Israel is an undeclared nuclear state, its attempts at ambiguity and uncertainty cloak a military mind that would use its weapons quite readily if they scared themselves into the ultimate threat of annihilation by the much weaker more poorly armed Arab states on their borders. The only state that remains overtly hostile to Israel is Syria. Jordan has signed a peace treaty with Israel, preceded by Egypt.

Saudi Arabia

Saudi Arabia has always been an enigma in its relations with Israel and the U.S. Roosevelt provided some form of verbal protection/non-aggression agreement with the House of Saud. The Saudi’s were involved with Bush Sr. and Jr. in the savings and loan bust of the 1980s and 90s recycling petrodollars for military goods and lining a few political pockets along the way.
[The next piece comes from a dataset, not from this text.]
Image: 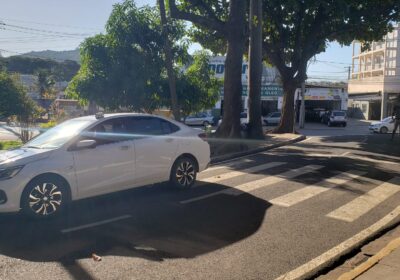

Of the 9/11 hijackers, 15 of the 19 supposedly came from Saudi Arabia, and it was a pre-eminent clan, the bin-Ladens, whose son supposedly led the attacks from the mud huts and caves of Afghanistan.

The Saudis supported and aided al-Qaeda and continue to do so in Iraq and Syria, overtly offering armaments and money to its acknowledged militant fighters in Syria. They suppress their own people, aid Bahrain in suppressing its protesters, and support the ongoing division between Sunni and Shiite. It is a wonder they continue to survive, but as allies of Israel and the U.S., their position is fairly secure—as long as they do not antagonize Russia too much in Syria.

Palestine/Israel again….

Palestine has become less and less visible in the public eye, especially in North America and the EU. AIPAC still manages to instill in Congress the necessity of supporting Israel, aided by the fundamentalist and ignorant right wing Christian apocalyptic visionaries. Media control and political support for Israel at the highest level ensure that Palestine remains quite well hidden within the rest of the Middle East chaos. While this chaos reigns, while the peace talks reincarnate then quickly wither and die, the Israelis continue with their settlement expansion and their slow gradual ethnic cleansing of Palestine. The brutalization of the Palestinian people continues, with the quisling Abbas doing his best to help Israel control the West Bank, while the Egyptian military, with the support of U.S. money and military equipment, keep the Rafah border of Gaza pretty much under lock and key.

Should Syria escalate into a broader regional conflict, Israel probably could not be happier. As the strongest state, the only military power with nuclear weapons, more war with Syria works to Israel’s advantage. At its minimum, it destabilizes another country that is hostile to it, with good reason as it has illegally annexed a significant portion of Syrian territory. At its maximum, a full scale ethnic cleansing and the use of nuclear weapons could proceed in the inexcusable chaos created with all the unknowns that war delivers.

From here on…

There are some readily evident truths available from all the analyzing and synthesizing from many different sources around the world.

What I have presented above is my understanding of where those truths are. It is not a pretty picture. Humanity faces environmental, economic, and political-corporate-military threats that are all intertwined.

My voice alone means nothing. I have no power whatsoever. I no longer have any expectation of saving the world. But maybe combined with millions of other voices that speak about the reality of our world, the ideas for environmental protection, democratic humanitarian laws, and an equitable and sustainable economic system may be carried forward to some day when a much more positive human condition can be realized.